Sure, the makers of Resolume are emphasizing content creation stuff because … there are no live gigs. But that just reveals something we already knew was true.

See, just as tools like Ableton Live proved that improvisatory, real-time workflows made music production faster, the same is true in visuals. It was always possible to record stuff in Resolume for on-the-fly motion graphics, music videos, and the like. (Deadlines wait for no one!) Now with 7.2.0, they’ve expanded that functionality. And when the gigs do return, this could still be a major boon.

So, here’s what’s on offer.

Clip Renderer. Rendering individual clips to files speeds up all kinds of visual production. It might make you reach for Resolume even in place of After Effects, Premiere, and the likes for some jobs.

Everything about their implementation is great. Clip length sets the recorded clip duration. It’s offline – both ensuring frame-accurate output without any blips, and leaving your GPU free to keep rendering live (so it just renders offline in the background).

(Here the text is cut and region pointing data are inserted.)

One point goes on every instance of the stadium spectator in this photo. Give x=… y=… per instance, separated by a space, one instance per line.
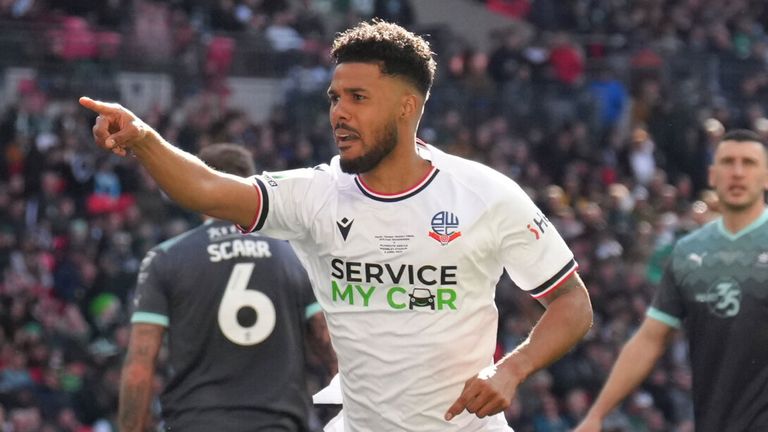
x=711 y=288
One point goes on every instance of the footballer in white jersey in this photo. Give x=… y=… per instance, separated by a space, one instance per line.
x=408 y=281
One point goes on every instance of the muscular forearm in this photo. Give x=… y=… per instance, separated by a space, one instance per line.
x=192 y=184
x=135 y=395
x=563 y=325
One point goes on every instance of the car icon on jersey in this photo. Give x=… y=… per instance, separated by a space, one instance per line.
x=421 y=297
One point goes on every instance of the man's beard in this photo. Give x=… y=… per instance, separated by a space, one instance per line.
x=382 y=147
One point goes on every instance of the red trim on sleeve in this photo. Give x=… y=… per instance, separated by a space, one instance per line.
x=256 y=217
x=557 y=285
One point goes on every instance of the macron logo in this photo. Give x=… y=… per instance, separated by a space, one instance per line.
x=344 y=227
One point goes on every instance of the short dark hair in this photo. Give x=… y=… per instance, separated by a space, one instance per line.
x=398 y=51
x=229 y=158
x=742 y=135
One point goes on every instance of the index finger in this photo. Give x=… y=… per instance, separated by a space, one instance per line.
x=461 y=403
x=98 y=106
x=458 y=406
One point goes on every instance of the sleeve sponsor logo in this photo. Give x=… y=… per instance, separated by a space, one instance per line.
x=539 y=225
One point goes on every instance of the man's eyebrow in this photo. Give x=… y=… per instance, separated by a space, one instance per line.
x=348 y=90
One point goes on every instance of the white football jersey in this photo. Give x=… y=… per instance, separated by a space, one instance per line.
x=407 y=281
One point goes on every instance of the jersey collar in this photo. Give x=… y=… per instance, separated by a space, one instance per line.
x=424 y=152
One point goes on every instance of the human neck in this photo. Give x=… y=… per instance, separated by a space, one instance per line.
x=736 y=220
x=398 y=172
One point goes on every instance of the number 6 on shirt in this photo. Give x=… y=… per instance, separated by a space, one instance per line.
x=237 y=296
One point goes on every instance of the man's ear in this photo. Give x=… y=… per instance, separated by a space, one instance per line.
x=409 y=105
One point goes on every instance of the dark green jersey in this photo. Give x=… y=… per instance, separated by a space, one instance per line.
x=716 y=287
x=234 y=307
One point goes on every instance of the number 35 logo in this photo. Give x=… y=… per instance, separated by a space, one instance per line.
x=238 y=296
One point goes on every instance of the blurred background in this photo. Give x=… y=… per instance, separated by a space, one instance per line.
x=605 y=111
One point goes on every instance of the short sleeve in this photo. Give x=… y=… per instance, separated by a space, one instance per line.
x=532 y=251
x=287 y=200
x=667 y=304
x=150 y=302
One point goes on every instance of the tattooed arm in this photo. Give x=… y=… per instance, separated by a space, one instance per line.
x=138 y=373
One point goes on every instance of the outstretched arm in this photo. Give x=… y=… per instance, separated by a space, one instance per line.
x=567 y=319
x=184 y=177
x=635 y=362
x=137 y=375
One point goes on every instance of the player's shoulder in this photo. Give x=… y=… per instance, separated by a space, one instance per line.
x=475 y=176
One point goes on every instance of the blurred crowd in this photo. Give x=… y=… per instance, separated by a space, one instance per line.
x=606 y=112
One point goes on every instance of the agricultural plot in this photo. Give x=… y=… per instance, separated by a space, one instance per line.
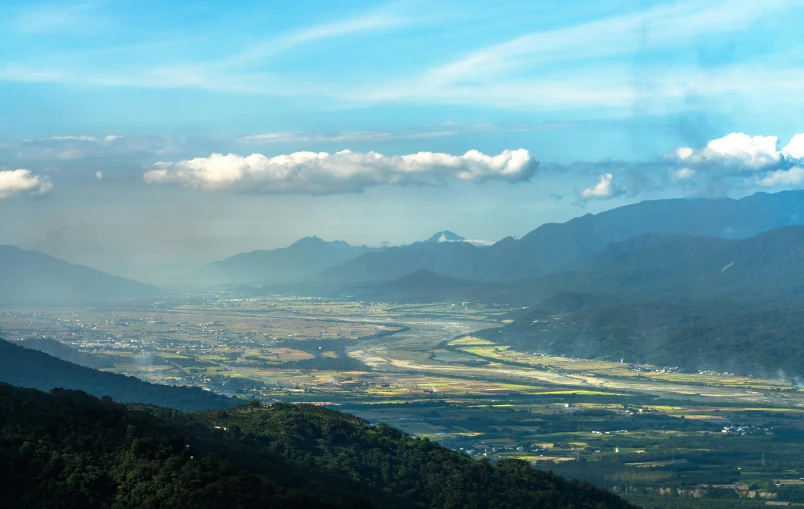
x=660 y=437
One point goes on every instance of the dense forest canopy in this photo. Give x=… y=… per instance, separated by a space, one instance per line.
x=68 y=449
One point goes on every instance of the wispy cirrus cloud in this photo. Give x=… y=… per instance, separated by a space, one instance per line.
x=342 y=172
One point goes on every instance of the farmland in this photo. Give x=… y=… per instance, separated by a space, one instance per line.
x=664 y=437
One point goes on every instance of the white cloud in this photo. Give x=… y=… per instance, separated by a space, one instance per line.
x=682 y=174
x=22 y=181
x=736 y=150
x=603 y=190
x=346 y=171
x=794 y=177
x=794 y=149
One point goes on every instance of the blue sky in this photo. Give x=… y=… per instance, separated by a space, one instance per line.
x=113 y=111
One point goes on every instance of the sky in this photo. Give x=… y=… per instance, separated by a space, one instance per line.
x=136 y=136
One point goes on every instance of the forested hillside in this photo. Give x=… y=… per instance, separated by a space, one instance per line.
x=31 y=368
x=67 y=449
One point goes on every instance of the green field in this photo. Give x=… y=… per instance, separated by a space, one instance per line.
x=657 y=437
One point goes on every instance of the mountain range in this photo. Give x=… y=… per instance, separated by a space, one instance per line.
x=300 y=261
x=552 y=247
x=68 y=449
x=25 y=367
x=31 y=277
x=652 y=244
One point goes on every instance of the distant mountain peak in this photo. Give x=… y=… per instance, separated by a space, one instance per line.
x=446 y=236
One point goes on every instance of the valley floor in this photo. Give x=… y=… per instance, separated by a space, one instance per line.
x=664 y=437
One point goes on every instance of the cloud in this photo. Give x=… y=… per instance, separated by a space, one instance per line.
x=682 y=174
x=21 y=181
x=603 y=190
x=736 y=150
x=794 y=149
x=740 y=158
x=342 y=172
x=794 y=177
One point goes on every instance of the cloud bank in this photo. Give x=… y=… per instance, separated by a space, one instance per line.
x=321 y=173
x=605 y=189
x=757 y=160
x=14 y=182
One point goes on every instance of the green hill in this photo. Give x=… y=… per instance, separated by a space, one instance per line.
x=68 y=450
x=31 y=277
x=31 y=368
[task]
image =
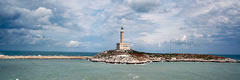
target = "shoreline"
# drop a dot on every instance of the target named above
(92, 59)
(44, 57)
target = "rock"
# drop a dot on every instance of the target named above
(135, 57)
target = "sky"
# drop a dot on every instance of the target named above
(160, 26)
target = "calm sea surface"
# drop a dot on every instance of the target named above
(59, 69)
(67, 69)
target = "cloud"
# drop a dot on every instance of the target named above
(73, 43)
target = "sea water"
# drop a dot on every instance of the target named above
(67, 69)
(70, 69)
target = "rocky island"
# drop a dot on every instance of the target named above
(124, 55)
(135, 57)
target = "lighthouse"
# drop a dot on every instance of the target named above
(121, 45)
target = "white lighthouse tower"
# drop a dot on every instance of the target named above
(122, 45)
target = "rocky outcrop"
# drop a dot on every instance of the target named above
(135, 57)
(44, 57)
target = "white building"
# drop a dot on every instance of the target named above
(122, 45)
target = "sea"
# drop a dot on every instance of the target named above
(74, 69)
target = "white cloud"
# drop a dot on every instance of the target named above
(73, 43)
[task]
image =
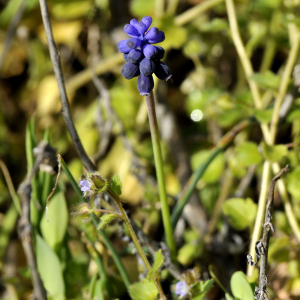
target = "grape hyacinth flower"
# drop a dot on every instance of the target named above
(181, 289)
(142, 58)
(85, 185)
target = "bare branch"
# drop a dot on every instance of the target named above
(62, 90)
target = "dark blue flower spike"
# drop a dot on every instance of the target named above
(143, 59)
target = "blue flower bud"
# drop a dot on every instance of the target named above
(145, 84)
(147, 67)
(125, 56)
(133, 22)
(135, 56)
(152, 33)
(147, 21)
(157, 39)
(141, 27)
(131, 30)
(150, 51)
(162, 71)
(130, 70)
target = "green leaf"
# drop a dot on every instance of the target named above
(145, 289)
(293, 180)
(158, 261)
(50, 269)
(293, 115)
(274, 153)
(267, 80)
(247, 154)
(55, 230)
(264, 116)
(116, 185)
(105, 219)
(228, 297)
(240, 287)
(188, 252)
(241, 212)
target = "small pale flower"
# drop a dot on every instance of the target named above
(181, 288)
(85, 185)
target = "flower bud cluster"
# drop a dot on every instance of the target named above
(93, 183)
(142, 58)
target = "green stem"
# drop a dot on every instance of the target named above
(284, 84)
(260, 212)
(135, 239)
(160, 175)
(106, 240)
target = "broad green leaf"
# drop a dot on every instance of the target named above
(274, 153)
(293, 180)
(240, 287)
(241, 213)
(116, 185)
(145, 289)
(50, 269)
(214, 170)
(214, 25)
(55, 230)
(105, 219)
(206, 285)
(264, 116)
(228, 297)
(293, 115)
(267, 80)
(247, 154)
(158, 261)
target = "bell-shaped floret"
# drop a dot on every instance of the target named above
(162, 71)
(160, 53)
(133, 22)
(145, 84)
(152, 33)
(158, 38)
(150, 51)
(122, 46)
(147, 21)
(135, 56)
(130, 70)
(133, 43)
(131, 30)
(147, 67)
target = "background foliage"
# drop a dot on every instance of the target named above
(208, 82)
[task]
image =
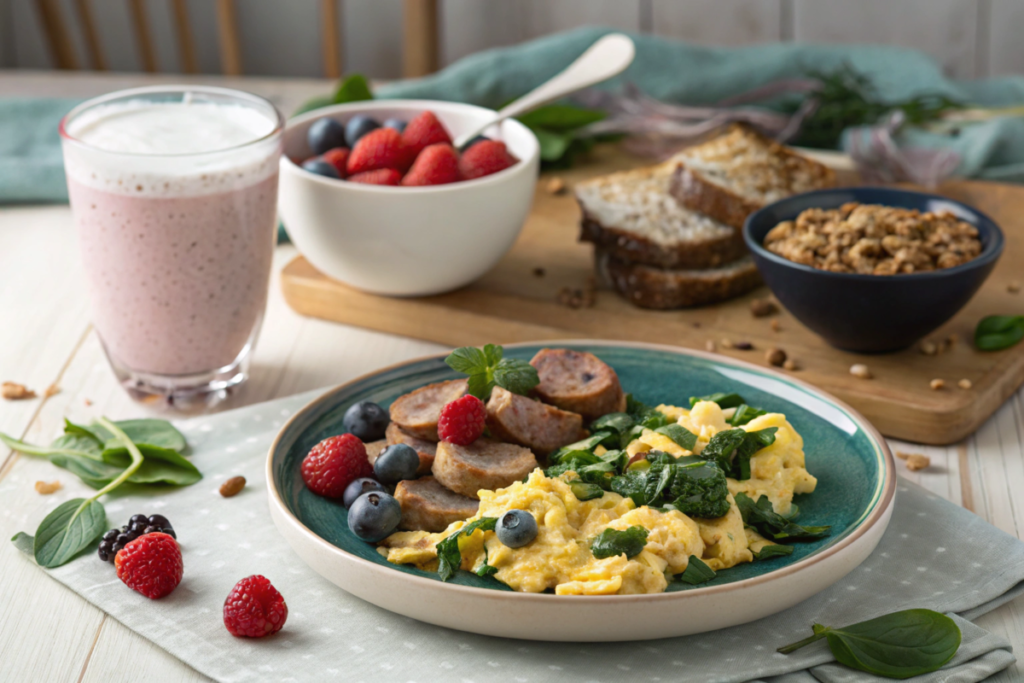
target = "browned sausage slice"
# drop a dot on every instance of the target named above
(482, 464)
(417, 413)
(428, 506)
(423, 447)
(579, 382)
(521, 420)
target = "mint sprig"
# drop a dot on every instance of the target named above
(487, 368)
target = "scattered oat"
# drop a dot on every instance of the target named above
(775, 356)
(861, 371)
(763, 307)
(15, 391)
(232, 486)
(556, 185)
(46, 488)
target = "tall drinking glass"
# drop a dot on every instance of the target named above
(174, 194)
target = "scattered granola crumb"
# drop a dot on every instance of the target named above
(47, 487)
(556, 185)
(15, 391)
(861, 371)
(775, 356)
(232, 486)
(763, 307)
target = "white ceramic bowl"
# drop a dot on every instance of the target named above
(407, 241)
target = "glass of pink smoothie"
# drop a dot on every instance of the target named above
(174, 193)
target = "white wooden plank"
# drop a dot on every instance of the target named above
(718, 22)
(944, 29)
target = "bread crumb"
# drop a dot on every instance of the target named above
(763, 307)
(15, 391)
(861, 371)
(46, 488)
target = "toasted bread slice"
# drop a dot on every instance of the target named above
(632, 215)
(655, 288)
(732, 175)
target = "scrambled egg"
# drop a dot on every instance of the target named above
(560, 558)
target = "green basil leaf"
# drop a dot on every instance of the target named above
(69, 529)
(611, 542)
(696, 571)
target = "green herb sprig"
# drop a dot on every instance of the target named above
(899, 645)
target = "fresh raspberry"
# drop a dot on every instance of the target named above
(254, 608)
(484, 158)
(462, 420)
(151, 564)
(335, 463)
(423, 131)
(339, 159)
(382, 176)
(382, 147)
(436, 165)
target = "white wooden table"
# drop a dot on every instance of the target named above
(47, 633)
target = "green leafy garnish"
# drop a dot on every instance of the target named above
(762, 517)
(899, 645)
(611, 542)
(449, 555)
(696, 572)
(486, 368)
(995, 333)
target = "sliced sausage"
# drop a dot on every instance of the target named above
(482, 464)
(427, 506)
(540, 427)
(423, 447)
(417, 413)
(578, 382)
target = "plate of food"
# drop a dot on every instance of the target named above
(584, 492)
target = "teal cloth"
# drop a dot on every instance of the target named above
(671, 71)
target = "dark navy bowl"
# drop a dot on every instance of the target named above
(870, 313)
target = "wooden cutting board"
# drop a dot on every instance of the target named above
(518, 301)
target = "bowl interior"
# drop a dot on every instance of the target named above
(849, 463)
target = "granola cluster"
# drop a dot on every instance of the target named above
(875, 240)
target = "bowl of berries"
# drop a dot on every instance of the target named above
(376, 196)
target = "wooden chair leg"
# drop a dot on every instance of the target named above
(182, 31)
(230, 50)
(56, 34)
(420, 33)
(331, 39)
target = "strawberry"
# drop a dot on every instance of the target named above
(379, 148)
(485, 158)
(423, 131)
(436, 165)
(382, 176)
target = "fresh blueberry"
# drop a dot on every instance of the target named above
(367, 421)
(374, 516)
(325, 134)
(516, 528)
(396, 462)
(356, 127)
(321, 167)
(359, 486)
(397, 124)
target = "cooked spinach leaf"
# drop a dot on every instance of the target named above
(696, 571)
(770, 524)
(611, 542)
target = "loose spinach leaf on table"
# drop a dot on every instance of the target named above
(899, 645)
(612, 542)
(762, 517)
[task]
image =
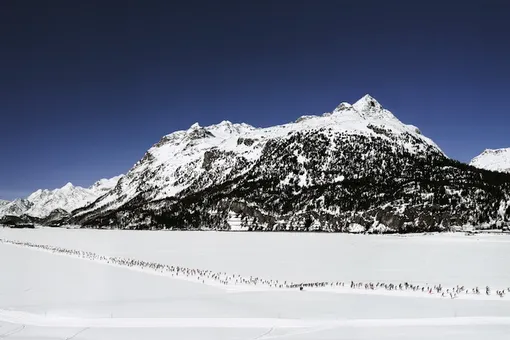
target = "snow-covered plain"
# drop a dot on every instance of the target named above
(48, 296)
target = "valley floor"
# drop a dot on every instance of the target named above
(44, 295)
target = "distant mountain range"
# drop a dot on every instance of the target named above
(355, 169)
(43, 203)
(494, 160)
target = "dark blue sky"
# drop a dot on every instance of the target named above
(88, 86)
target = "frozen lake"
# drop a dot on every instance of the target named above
(48, 296)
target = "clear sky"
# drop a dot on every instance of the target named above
(88, 86)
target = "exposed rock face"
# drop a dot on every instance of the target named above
(356, 169)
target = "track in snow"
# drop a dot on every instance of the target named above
(30, 319)
(234, 282)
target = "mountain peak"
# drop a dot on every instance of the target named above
(194, 126)
(493, 159)
(367, 103)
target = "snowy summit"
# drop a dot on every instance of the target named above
(494, 160)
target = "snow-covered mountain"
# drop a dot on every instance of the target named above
(355, 168)
(15, 208)
(43, 202)
(494, 160)
(190, 159)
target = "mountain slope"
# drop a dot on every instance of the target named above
(42, 203)
(203, 156)
(494, 160)
(356, 168)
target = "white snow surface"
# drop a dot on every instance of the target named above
(42, 202)
(172, 164)
(494, 160)
(51, 296)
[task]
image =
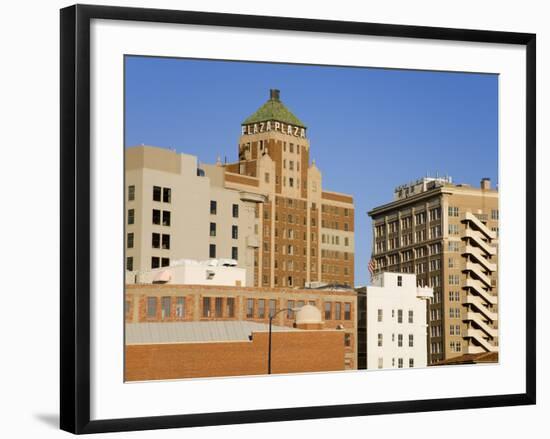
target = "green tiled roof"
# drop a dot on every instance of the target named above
(274, 109)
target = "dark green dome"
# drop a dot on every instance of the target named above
(274, 109)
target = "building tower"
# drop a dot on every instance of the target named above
(306, 234)
(448, 235)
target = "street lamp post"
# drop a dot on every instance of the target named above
(271, 317)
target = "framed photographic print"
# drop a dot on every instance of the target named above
(304, 218)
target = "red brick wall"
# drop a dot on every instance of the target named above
(292, 352)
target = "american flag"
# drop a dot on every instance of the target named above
(372, 266)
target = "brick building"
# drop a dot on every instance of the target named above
(199, 303)
(227, 348)
(268, 210)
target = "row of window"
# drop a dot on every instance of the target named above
(214, 209)
(234, 231)
(399, 362)
(170, 307)
(212, 253)
(406, 223)
(333, 239)
(380, 340)
(335, 210)
(156, 262)
(420, 218)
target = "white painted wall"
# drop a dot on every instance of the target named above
(193, 274)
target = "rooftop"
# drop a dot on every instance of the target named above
(274, 109)
(484, 357)
(195, 332)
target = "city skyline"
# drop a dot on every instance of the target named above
(432, 121)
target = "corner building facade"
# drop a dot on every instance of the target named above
(448, 235)
(306, 233)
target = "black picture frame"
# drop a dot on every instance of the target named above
(75, 217)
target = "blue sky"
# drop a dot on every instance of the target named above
(369, 129)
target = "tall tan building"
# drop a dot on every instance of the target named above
(268, 210)
(448, 235)
(175, 210)
(307, 233)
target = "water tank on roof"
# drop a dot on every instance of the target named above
(308, 314)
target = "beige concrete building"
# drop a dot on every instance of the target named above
(176, 210)
(268, 210)
(448, 235)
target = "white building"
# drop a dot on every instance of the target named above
(396, 327)
(190, 272)
(176, 209)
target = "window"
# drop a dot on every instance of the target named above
(337, 311)
(131, 193)
(420, 218)
(435, 214)
(165, 218)
(453, 246)
(272, 307)
(151, 307)
(453, 211)
(250, 308)
(156, 216)
(328, 310)
(454, 279)
(155, 241)
(180, 307)
(289, 312)
(166, 304)
(230, 307)
(156, 193)
(206, 306)
(453, 229)
(166, 195)
(218, 306)
(347, 311)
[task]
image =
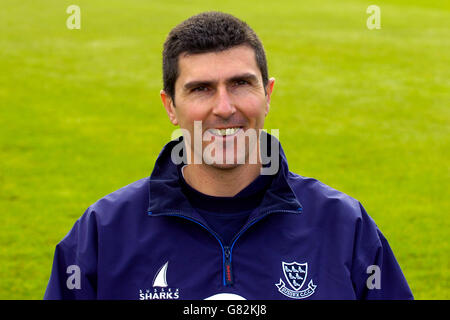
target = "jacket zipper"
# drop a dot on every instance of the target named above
(227, 250)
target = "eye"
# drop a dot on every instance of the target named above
(199, 89)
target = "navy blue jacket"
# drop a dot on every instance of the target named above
(305, 241)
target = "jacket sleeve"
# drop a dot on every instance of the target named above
(376, 273)
(74, 271)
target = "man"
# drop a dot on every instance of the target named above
(214, 221)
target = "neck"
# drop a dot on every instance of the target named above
(220, 182)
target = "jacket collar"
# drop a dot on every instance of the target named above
(166, 196)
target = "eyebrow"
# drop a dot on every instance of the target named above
(245, 76)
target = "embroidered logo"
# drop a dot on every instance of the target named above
(295, 274)
(160, 288)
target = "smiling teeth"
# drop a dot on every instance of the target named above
(224, 132)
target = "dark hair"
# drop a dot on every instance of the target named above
(208, 32)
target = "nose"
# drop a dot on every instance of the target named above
(223, 106)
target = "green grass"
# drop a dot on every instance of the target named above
(366, 112)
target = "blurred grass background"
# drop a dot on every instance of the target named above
(364, 111)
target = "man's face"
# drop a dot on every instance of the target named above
(224, 90)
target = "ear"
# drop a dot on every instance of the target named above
(169, 106)
(269, 89)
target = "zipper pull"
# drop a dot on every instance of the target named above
(227, 266)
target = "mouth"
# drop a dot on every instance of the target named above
(224, 132)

And best of all you can just right-click on any clip – or make a queue of clips to render with drag and drop.

Well, Hell, yeah to this! Queuing clips, rendering in background – full quality.

Record directly to the right codec, frame rate. The other big plus here is record once without transcoding. That now supports all versions of DXV 3 and ProRes. See recording support information. In Alley, the higher-end media server version of Resolume, you can even convert to all ProRes formats. That’s true on Windows, too, not just Mac.

Better ProRes playback. Another reason you might actually use ProRes is that you can now use it live as a VJ format (or content production) with much greater performance. That’s handy as not everyone will be savvy enough to let you exchange files in the lesser-known DXV format.

Improved NDI (think OBS and streaming). NDI is the popular common denominator means of running video output to streaming tools like OBS. Improved NDI support (4.5) means smoother support for OBS. So since “live” these days means “streaming,” some good news there, too.

Oh and they have a nicer Noto Sans font which improves Chinese and Japanese language rendering.

Plus, since we need something to play with, there’s a new Pixel Blur higher-quality blur effect and Bloom. Think of this as either a way to match the blurred vision we all have now from stress, or to be more optimistic, a means of putting everything in a beautiful dreamworld of fantasy.